Amazon WorkMail is being sold as the uber-secure option, the implication being neither the NSA nor GCHQ, nor indeed China, will be able to get through its encryption. That sell is no doubt helped by the fact the Seattle-based company hasn’t been as battered by privacy concerns as fellow tech giants.
‘Lots of questions have been raised about US companies’ relations to the NSA and the federal government and their stance towards subpoenas, and Amazon hasn’t been as battered by the documents that came from Mr Snowden as Microsoft and Google have been,’ Forrester analyst T J Keitt told the FT.
The cloud-based email and calendar service is also compatible with Microsoft Outlook and ‘native iOS and Android applications’ (i.e. Gmail), so users apparently won’t actually have to change how they work.
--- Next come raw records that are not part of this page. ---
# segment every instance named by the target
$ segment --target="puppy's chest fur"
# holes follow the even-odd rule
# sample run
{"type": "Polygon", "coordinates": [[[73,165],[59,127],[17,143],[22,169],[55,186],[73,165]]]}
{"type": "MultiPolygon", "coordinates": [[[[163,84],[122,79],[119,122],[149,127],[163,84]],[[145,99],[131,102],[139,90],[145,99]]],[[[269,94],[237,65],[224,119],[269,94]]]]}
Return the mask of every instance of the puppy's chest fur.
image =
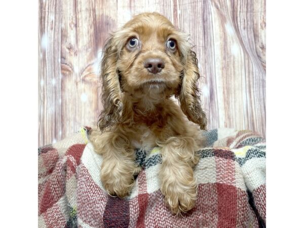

WorkMail will be run from the Amazon Work Services division, which made an estimated $4bn last year. And that has some pretty spiffy credentials: customers such as the CIA, Netflix and NASA and a 27% share of the cloud infrastructure market worldwide, way ahead of Microsoft, on 10%, IBM and then Google.
Whether that will convince business customers to move their email on over is another question. It’s newer ventures have had mixed success: Amazon’s in-house studio may be Golden Globe winning but its Fire smartphone has pretty well flopped. Meanwhile, investors are getting increasingly fed up with Jeff Bezos’ obsession with investing in new projects instead of regularly turning a profit. Their eyes will be firmly on full year results out later today.